The troops were fired upon and Kermit fell down 34 concrete steps; the second round, he jumped to his left and fell in.

The troops later tore down the bridge and moved it to Klobetz, but another part of their mission was to enter the concentration camp at Nordhausen, where troops were ordered to steal as many rockets and other equipment as possible.

The other part of the mission was to capture as many scientists as possible.

Kermit won’t say if the mission was successful.

His unit also was ready to invade Japan when the atomic bomb was dropped, ending the war.

During his tenure, Kermit’s father died and he re-enlisted for another year. He served in security with the Manhattan Project at Richland in Hanford, Wash.

The atomic bomb plant, where his wife of 60 years come July 3, Maxine, also worked, was 41 miles long, he said.

Kermit, who doesn’t want his service to be glorified, wouldn’t accept any medals for heroism or bravery.

Discharged as a corporal, he also didn’t seek promotions in rank.

“My rewards will come later,” the LaVale resident said.

The Clowers are proud of their sons, grandson and great-grandsons, who are creating a fourth generation of military service.

K. Paul Clower Jr. was drafted in the Vietnam era and served from 1966-69, while their other son, Michael W. Clower, volunteered for service from 1967-69. Both were with the Army in Germany with a transportation unit.

Maxine and Kermit returned to Germany in 1969 and visited many of the places Kermit had seen 25 years earlier.

Paul lives in Romney, while Michael is in Bruceton Mills, W.Va.

Military service continues with Gunnery Sgt. Chris Clower, Paul’s son. A career Marine, he enlisted in 1989 and was one of the first into Afghanistan. He has served in Operation Desert Shield and Operation Desert Storm, Bosnia, Operation Deny Flight and Operation Enduring Freedom.

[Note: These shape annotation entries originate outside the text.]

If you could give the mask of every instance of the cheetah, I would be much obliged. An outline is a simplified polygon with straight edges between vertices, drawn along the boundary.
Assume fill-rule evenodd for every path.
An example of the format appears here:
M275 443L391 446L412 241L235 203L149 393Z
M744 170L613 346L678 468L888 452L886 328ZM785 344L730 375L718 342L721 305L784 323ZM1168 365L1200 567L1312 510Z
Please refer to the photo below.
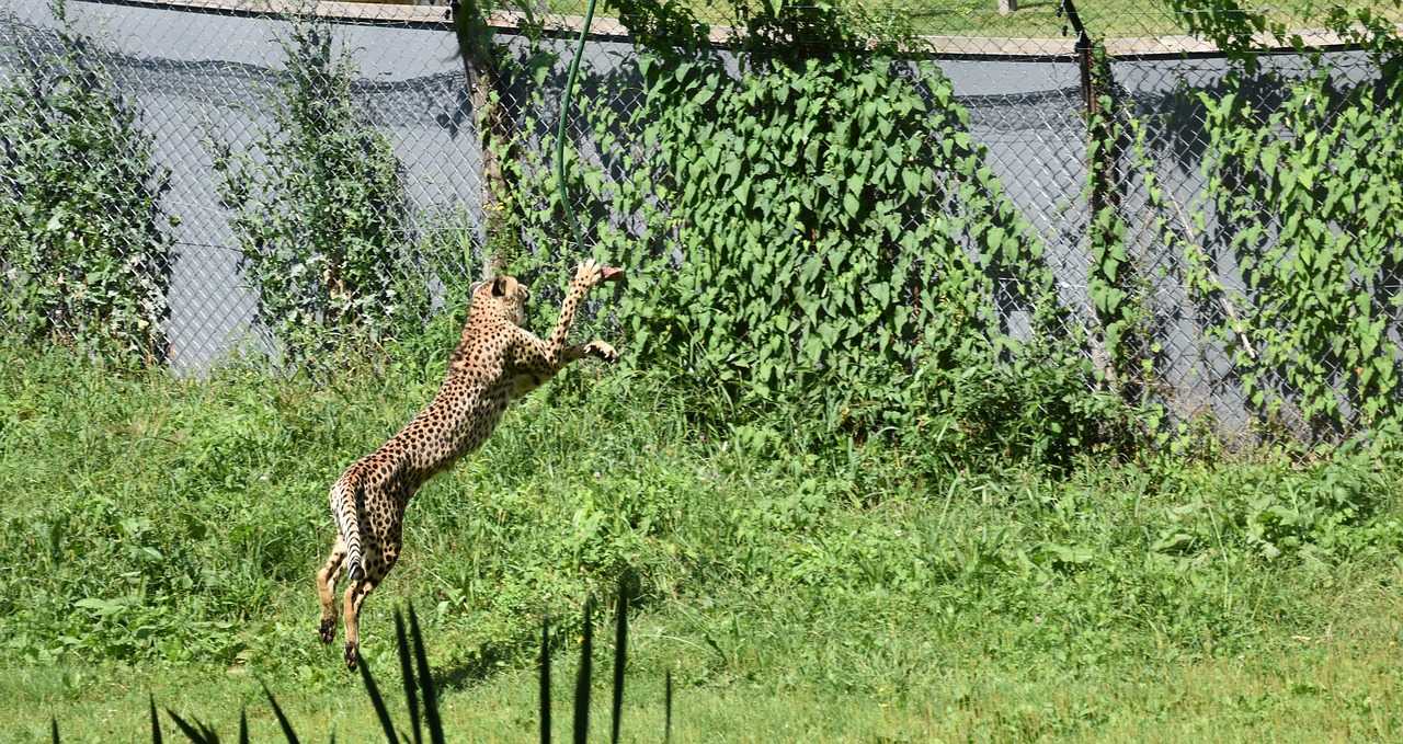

He is stationed at Camp Lejeune, N.C.

Chris’ two sons, Jared Paul, 12, and Christopher Jordan, 8, are carrying on the family’s tradition as Young Marines at Camp Lejeune, where they are a corporal and lance corporal, respectively.

Neither Maxine nor Kermit worries about their offspring being in the military even though they believe the situation in Iraq won’t end soon.

“I don’t really worry,” Maxine said. “In fact, when both our boys were in the service during Vietnam, we didn’t actually worry about them. We felt they had been trained well. My faith in the Lord takes me through.”

Kermit belongs to the Veterans of Foreign Wars and American Legion as well as the Veterans of the Battle of the Bulge.

He said World War II veterans should be in the schools talking to students about their service and the need for them to join.

“I firmly believe that,” Kermit, who earned his high school diploma and spent 41 years in construction retiring from Rish Equipment in 1983, said. “My father wrote me a letter when I was in Texas training. He was telling me, ‘It’s good to know you’re going to do your part in the biggest job ever man has had to do.’ ”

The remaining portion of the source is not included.